Meniscus Injuries

A torn meniscus is among the most popular knee injuries. A torn meniscus can occur as a result of any activity that causes a strong twisting or rotation of your knee, especially when you put your full weight on it. Each of your knees has two C-shaped pieces of cartilage that act similar to a cushion between your shinbone and your thighbone (menisci). A torn meniscus drives pain, swelling, and stiffness. You may also notice a restriction in knee motion and trouble fully extending your knee. Rest, ice, and medication can help ease the pain of a torn meniscus while also allowing the damage to heal on its own. In other instances, though, a torn meniscus calls for surgical repair.

If your meniscus has been torn, you may notice the following symptoms in your knee:
  • A popping sensation
  • Swelling or stiffness
  • Pain, particularly at the time of twisting or rotating your knee
  • Trouble in straightening your knee fully
  • Sensing as though your knee is locked in place when you try to move it
  • The feeling of your knee giving way
Contact your doctor if your knee is painful or swollen, or if you can't move your knee in the normal ways.
Any activity that causes you to violently twist or rotate your knees, such as high-pressure pivoting or quick stops and turns, might result in a torn meniscus. Even kneeling, deep squatting, or lifting something hefty can at times lead to a torn meniscus. Degenerative changes in the knee can result in a torn meniscus in older persons with little or no trauma.
A torn meniscus might occur if you engage in activities that involve vigorous twisting and pivoting of the knee.
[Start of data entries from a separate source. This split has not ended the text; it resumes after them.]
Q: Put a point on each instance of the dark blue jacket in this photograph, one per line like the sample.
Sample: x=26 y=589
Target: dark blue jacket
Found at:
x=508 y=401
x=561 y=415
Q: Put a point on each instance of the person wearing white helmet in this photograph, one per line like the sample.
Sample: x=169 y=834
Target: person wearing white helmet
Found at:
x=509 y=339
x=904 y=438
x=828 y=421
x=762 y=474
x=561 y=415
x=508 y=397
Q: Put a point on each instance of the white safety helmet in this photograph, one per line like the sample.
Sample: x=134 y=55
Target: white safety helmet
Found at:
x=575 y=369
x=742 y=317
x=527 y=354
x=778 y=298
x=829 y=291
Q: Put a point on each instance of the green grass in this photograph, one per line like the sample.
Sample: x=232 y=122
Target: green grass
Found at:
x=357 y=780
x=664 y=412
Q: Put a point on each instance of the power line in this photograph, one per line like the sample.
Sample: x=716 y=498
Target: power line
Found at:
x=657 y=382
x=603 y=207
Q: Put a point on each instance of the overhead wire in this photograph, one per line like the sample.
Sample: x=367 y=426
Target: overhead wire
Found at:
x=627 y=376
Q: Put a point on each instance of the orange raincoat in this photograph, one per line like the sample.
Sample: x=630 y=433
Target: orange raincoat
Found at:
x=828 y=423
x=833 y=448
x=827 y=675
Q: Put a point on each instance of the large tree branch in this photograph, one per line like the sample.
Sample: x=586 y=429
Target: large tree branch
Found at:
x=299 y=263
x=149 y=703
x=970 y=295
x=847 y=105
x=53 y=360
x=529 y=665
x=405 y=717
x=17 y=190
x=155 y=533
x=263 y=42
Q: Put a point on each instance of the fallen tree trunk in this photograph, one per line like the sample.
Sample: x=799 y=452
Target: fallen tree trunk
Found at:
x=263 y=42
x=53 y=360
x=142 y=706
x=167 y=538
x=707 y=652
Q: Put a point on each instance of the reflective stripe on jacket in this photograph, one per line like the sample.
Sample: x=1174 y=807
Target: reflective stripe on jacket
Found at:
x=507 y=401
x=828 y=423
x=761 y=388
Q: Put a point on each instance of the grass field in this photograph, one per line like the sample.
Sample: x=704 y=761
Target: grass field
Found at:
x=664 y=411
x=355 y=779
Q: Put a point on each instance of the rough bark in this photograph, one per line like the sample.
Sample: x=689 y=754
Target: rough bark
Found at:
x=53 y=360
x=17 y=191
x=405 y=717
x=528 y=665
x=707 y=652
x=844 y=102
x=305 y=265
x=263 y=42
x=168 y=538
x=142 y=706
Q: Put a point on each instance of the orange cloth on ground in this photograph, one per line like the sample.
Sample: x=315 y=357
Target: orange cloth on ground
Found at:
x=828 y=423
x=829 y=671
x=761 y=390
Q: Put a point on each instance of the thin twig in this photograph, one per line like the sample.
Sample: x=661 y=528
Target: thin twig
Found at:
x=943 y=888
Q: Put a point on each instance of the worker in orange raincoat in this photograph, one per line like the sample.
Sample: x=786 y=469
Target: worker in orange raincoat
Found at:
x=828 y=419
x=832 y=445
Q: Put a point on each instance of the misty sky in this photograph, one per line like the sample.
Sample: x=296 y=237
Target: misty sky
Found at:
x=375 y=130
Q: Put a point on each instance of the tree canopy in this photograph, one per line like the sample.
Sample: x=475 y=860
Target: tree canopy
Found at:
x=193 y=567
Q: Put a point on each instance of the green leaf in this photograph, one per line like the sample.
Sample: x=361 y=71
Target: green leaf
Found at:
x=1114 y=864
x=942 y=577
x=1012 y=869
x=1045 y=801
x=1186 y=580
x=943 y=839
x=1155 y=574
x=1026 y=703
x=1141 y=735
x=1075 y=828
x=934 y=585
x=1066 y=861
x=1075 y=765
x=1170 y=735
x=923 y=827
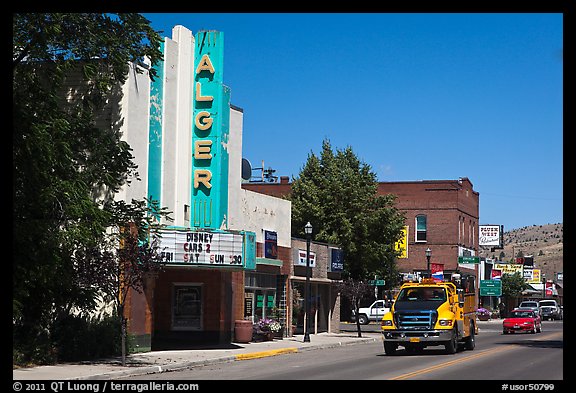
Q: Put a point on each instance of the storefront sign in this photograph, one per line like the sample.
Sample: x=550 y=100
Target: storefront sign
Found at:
x=402 y=244
x=437 y=270
x=489 y=235
x=202 y=248
x=210 y=133
x=270 y=245
x=509 y=268
x=337 y=260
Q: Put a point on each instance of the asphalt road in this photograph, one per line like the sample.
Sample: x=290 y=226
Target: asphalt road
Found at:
x=497 y=357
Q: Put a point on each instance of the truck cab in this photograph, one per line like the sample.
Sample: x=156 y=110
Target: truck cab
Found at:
x=430 y=313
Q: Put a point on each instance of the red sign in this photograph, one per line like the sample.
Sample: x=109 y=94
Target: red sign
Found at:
x=496 y=274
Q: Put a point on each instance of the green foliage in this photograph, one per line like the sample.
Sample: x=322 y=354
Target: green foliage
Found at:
x=337 y=194
x=83 y=338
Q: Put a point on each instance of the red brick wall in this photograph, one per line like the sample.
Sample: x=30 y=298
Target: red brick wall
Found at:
x=211 y=295
x=446 y=203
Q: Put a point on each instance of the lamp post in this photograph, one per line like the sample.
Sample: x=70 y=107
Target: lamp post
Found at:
x=308 y=231
x=428 y=255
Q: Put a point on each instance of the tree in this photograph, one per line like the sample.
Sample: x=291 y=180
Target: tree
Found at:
x=354 y=290
x=125 y=259
x=337 y=193
x=66 y=169
x=512 y=286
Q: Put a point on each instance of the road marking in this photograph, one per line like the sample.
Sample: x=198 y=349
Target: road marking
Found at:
x=465 y=359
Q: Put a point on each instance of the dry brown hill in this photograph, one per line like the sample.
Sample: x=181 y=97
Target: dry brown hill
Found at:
x=544 y=242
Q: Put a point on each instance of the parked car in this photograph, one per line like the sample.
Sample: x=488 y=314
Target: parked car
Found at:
x=531 y=304
x=549 y=309
x=522 y=320
x=374 y=312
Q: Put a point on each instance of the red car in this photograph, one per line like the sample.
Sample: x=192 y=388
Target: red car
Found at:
x=522 y=321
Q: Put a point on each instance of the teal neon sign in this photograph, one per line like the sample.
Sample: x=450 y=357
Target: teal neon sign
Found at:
x=210 y=133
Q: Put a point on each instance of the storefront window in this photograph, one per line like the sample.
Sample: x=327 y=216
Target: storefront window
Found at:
x=187 y=307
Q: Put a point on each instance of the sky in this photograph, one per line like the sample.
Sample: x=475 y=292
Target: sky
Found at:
x=417 y=96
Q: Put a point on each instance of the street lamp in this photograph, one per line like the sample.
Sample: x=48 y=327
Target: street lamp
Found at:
x=308 y=231
x=428 y=255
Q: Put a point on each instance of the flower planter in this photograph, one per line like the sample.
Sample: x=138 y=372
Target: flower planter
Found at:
x=279 y=334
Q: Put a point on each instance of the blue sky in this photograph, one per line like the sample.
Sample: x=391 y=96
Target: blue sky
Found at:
x=417 y=97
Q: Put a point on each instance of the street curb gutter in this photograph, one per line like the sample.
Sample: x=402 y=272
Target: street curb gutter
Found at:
x=272 y=352
x=185 y=365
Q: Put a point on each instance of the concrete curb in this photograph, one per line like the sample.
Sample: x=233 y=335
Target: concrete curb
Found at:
x=138 y=371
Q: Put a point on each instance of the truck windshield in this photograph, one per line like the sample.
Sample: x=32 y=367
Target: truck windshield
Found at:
x=421 y=294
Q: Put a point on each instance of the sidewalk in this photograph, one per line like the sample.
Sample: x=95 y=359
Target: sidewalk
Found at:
x=161 y=361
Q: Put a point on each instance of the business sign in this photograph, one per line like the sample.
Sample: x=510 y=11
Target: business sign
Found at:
x=509 y=268
x=490 y=287
x=402 y=244
x=536 y=276
x=489 y=235
x=496 y=274
x=301 y=260
x=336 y=260
x=469 y=259
x=437 y=271
x=206 y=249
x=211 y=111
x=270 y=245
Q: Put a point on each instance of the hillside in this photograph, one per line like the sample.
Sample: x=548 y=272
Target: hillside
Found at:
x=544 y=242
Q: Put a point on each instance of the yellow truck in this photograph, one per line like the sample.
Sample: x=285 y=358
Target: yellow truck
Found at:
x=430 y=313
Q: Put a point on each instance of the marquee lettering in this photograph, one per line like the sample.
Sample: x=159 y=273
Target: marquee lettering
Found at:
x=202 y=176
x=199 y=96
x=202 y=149
x=203 y=120
x=205 y=64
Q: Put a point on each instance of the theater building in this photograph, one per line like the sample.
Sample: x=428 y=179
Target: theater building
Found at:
x=227 y=250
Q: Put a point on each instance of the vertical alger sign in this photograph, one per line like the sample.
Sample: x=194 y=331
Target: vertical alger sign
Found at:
x=210 y=133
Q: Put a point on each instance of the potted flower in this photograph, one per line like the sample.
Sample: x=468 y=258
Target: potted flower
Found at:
x=269 y=327
x=483 y=314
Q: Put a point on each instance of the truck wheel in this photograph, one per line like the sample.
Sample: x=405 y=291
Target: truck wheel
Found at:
x=390 y=348
x=363 y=319
x=452 y=345
x=471 y=340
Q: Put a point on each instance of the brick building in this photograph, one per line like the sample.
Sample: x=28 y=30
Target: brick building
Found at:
x=441 y=215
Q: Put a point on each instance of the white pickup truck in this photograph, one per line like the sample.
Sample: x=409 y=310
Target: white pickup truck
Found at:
x=374 y=312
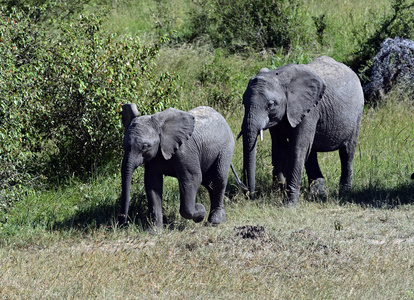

The risk is especially high for athletes — particularly those who participate in contact sports, like football, or activities that pertain to pivoting, such as tennis or basketball. Wear and tear on your knees as you get older raises the risk of a torn meniscus. So does obesity.
A torn meniscus can result in a feeling of your knee giving way, unfitness to move your knee usually, or continual knee pain. You may have a higher risk of developing osteoarthritis in the injured knee.